Now, so far all we’ve done is look at 1987 as an example of what happens in September when we go into the month with a hot YTD return and after 2 prior years of above average S&P 500 price performance. Even within the obvious statistical confines of a 1-year comparison, this still feels valid and consistent with both what we’ve seen occur and the aberrant negative September returns we’ve previously documented for you. US equities are doing what you’d expect.
So, what about the rest of the 1987 scenario, specifically the October crash? Three points on that:
1: Markets don’t crash from overbought; they crash from already deeply oversold conditions. In the 10 trading days before the October 19th, 1987 crash the S&P saw 5 days where the index declined by 1-5 percent/day and only 1 where it rallied by +1 percent.
2: October 19th, 1987 was not the low for the year. That came on December 4th, although it was very close to 10/19’s close: S&P 500 at 223.92 versus 224.84. This is the origin of the “markets have to retest crash lows” myth that led many to miss the 2020 lows and stay out of the market too long.
3: The S&P was actually up 5.8 percent on a total return basis in 1987, it and rallied another 16.5 percent in 1988 and 31.5 percent in 1989. The 1987 crash, in other words, is virtually invisible in the market’s longer run history.
Takeaway: there are 2 distinct lessons from 1987 that relate to today’s US equity market.
- The first is that overheated markets tend to correct in September. This is one reason we’ve been saying to lighten up on equity exposure.

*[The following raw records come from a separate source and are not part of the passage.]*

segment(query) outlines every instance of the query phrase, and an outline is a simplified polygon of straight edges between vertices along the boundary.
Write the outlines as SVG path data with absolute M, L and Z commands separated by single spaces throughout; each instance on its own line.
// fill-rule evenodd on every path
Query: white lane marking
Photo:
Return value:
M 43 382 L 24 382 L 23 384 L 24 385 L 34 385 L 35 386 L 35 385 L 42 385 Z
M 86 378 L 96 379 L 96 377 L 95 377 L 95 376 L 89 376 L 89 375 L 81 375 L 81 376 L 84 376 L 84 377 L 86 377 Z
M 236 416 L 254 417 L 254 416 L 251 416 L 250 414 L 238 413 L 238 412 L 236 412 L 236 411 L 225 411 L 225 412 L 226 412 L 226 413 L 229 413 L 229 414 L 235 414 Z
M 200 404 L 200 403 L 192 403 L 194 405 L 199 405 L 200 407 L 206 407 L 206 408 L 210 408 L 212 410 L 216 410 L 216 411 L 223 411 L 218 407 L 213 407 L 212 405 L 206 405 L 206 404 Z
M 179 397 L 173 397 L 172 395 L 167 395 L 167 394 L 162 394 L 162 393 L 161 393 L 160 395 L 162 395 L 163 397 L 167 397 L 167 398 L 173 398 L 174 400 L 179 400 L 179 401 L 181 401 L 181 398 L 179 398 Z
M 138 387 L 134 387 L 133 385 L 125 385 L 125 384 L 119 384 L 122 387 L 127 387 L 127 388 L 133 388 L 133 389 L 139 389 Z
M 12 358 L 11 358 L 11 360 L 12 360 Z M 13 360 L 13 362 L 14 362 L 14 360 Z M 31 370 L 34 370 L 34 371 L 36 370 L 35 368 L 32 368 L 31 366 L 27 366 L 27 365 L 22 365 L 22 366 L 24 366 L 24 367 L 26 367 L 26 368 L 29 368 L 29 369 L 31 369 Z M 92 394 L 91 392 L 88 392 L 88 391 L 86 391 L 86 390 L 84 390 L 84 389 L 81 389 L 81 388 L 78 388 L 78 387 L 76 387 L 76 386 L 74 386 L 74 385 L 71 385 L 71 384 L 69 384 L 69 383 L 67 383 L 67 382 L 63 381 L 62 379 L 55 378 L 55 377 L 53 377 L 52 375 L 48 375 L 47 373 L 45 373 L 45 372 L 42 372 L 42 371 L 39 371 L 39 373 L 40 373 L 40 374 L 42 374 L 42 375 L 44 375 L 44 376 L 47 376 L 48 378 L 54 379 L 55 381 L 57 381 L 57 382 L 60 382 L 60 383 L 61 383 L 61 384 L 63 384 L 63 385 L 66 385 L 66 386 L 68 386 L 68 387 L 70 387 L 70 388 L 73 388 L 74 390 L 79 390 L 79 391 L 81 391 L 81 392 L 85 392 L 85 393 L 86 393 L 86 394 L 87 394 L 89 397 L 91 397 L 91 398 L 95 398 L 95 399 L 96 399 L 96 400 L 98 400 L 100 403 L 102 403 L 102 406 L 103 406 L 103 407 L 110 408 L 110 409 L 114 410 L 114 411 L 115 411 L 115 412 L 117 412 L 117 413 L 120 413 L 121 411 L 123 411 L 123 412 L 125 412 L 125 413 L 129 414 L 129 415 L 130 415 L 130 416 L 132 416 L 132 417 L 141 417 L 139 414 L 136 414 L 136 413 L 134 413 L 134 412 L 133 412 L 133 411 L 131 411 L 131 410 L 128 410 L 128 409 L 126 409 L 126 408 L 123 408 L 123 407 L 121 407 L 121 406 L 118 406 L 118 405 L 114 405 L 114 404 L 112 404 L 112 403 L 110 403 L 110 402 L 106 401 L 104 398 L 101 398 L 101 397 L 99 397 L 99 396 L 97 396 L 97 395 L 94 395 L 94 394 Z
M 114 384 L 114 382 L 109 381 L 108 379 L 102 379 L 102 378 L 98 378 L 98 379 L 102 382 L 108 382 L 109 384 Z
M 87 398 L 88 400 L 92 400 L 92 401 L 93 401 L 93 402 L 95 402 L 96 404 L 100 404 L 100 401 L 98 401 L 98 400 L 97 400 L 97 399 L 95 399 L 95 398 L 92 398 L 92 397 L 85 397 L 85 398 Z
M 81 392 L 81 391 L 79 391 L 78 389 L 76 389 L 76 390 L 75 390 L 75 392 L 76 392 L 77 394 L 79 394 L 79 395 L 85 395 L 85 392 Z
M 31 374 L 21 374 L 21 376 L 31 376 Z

- The second is that markets need to stabilize in the next 1-2 weeks as validation that investor confidence remains intact. This is the normal course of events in most years, with October and November making up for September’s weakness. October 1987 is an outlier example of what happens when that does not occur. We don’t think October 2021 will follow in its footsteps but knowing that history is still valuable.